Hazelton began his career at Ball State, where he caught 51 passes for 505 yards and four touchdowns. He sat out a season when he transferred to Virginia Tech, where he added 82 catches for 1,329 yards and 16 TDs. Now, the 6-foot-3, 215-pound pass-catcher has one last chance to impress NFL scouts with his arrival at Missouri.
The biggest question facing the Tigers on offense may be who starts at quarterback, where Drinkwitz has promised an open competition. But whomever wins the job will have a couple of running backs behind him to ease the load.
“Getting chemistry with the quarterbacks is the most important think right now,” Badie said.
There wasn't so much of a scramble as there was a sigh when the SEC announced its league-only slate. That's because the Tigers wound up getting Alabama and LSU in addition to their usual cast of conference opponents. Drinkwitz took the tough news in stride, though he did acknowledge a “heated” phone call among coaches after the schedule was released.
“I would defer to the league to find out what the formula was or was not. At this point, it's sour grapes,” he said.
Like most coaches, Drinkwitz is less concerned with his team spreading COVID-19 among themselves than it spreading among the student population.

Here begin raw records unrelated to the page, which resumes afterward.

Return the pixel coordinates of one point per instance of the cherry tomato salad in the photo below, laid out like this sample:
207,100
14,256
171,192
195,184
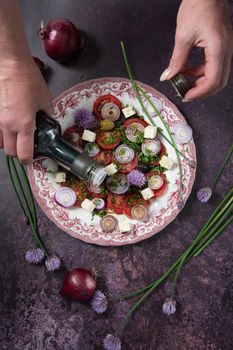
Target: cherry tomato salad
134,157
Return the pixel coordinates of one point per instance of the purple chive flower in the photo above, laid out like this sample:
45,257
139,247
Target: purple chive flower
180,203
35,256
111,342
85,119
52,263
169,306
136,178
204,194
99,302
192,163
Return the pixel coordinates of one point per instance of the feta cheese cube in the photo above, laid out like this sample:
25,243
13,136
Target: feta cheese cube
111,169
147,193
88,135
88,205
124,225
167,162
128,111
150,132
60,177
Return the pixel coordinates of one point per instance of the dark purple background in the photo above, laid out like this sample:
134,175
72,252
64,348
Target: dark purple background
33,316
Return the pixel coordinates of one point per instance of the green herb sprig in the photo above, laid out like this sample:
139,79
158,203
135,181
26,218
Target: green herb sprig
25,198
218,221
138,90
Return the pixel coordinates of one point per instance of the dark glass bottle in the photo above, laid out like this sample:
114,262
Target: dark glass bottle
49,143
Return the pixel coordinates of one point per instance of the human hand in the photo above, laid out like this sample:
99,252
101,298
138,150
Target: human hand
206,24
23,92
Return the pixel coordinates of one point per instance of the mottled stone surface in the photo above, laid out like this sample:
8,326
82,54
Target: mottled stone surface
33,316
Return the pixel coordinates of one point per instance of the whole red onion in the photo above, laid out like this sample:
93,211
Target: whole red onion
61,39
79,284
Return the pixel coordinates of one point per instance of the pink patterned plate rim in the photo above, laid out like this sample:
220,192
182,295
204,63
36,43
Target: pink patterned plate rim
77,222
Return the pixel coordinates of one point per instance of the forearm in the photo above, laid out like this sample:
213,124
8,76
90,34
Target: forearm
13,43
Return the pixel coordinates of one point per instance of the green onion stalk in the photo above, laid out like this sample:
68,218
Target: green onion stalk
218,221
205,193
26,199
138,91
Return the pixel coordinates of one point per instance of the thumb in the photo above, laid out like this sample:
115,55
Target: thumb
178,60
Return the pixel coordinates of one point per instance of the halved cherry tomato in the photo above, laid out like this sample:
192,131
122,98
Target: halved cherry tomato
108,140
73,135
130,200
160,190
104,157
96,195
102,100
135,120
115,202
127,167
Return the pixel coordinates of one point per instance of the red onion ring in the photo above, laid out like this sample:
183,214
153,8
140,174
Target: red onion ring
139,212
92,149
182,133
151,147
133,130
118,183
110,111
99,203
65,197
155,182
108,223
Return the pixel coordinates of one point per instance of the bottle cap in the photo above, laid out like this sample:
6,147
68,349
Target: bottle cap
88,169
180,84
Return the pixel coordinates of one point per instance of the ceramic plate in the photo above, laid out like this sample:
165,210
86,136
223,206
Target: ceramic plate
79,223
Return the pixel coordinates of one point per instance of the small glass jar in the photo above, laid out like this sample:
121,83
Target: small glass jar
180,84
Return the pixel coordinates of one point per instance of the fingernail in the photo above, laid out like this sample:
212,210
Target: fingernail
165,75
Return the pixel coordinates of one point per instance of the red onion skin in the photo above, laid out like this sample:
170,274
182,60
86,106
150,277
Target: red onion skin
79,284
40,64
61,39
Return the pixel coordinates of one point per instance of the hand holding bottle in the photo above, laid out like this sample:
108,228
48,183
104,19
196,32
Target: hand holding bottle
205,24
23,92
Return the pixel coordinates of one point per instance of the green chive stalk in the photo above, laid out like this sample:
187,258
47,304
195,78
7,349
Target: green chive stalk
25,199
216,225
137,90
200,241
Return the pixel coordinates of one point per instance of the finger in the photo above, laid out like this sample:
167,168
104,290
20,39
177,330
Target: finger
47,106
195,72
211,81
49,109
1,140
9,140
25,146
178,60
226,70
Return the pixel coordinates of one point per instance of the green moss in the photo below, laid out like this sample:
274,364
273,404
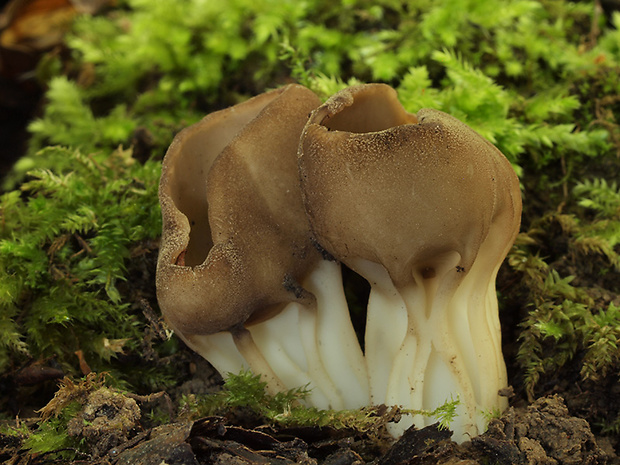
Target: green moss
538,78
66,238
247,391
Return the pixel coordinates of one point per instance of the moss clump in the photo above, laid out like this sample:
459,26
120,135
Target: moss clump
247,391
67,238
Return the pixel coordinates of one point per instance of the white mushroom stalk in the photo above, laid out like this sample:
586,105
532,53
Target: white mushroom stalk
238,277
426,210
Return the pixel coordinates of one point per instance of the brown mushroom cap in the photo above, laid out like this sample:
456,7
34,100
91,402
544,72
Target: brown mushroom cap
402,190
235,240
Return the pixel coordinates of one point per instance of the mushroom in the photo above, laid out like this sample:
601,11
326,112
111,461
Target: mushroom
238,278
425,209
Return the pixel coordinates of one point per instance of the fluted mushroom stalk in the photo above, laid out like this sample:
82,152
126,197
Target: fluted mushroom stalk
238,277
426,210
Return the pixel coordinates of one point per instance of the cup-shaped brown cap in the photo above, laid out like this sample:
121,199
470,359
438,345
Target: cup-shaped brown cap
235,239
402,190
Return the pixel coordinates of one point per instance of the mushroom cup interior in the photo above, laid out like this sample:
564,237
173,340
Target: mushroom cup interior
426,210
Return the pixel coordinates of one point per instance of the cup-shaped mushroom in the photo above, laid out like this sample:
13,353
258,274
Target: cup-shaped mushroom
238,278
426,210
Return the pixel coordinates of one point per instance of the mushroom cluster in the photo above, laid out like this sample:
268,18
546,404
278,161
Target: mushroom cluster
261,202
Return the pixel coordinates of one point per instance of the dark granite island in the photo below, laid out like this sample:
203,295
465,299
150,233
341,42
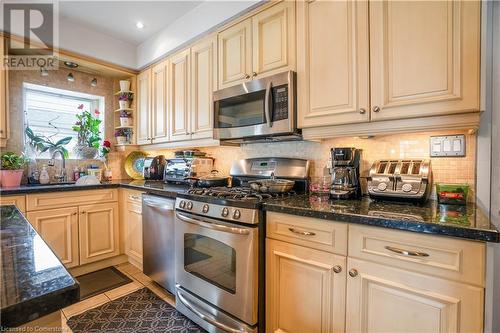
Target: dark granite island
34,284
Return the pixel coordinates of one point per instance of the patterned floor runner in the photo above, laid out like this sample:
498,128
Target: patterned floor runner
139,312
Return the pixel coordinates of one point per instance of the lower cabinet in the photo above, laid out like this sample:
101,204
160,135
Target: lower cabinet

But after the season was nearly taken away from them, Rountree and the rest of the Tigers know that staying safe when they leave the facility is of paramount importance.
“If they catch the virus, I mean, they won't miss two games,” Rountree said. “So like, when we talk to the guys about being accountable, if you do go out, wear a mask. It's not that hard. But I would say for people outside the building, we have to be careful, because the end of the day they're not in the same predicament as us.”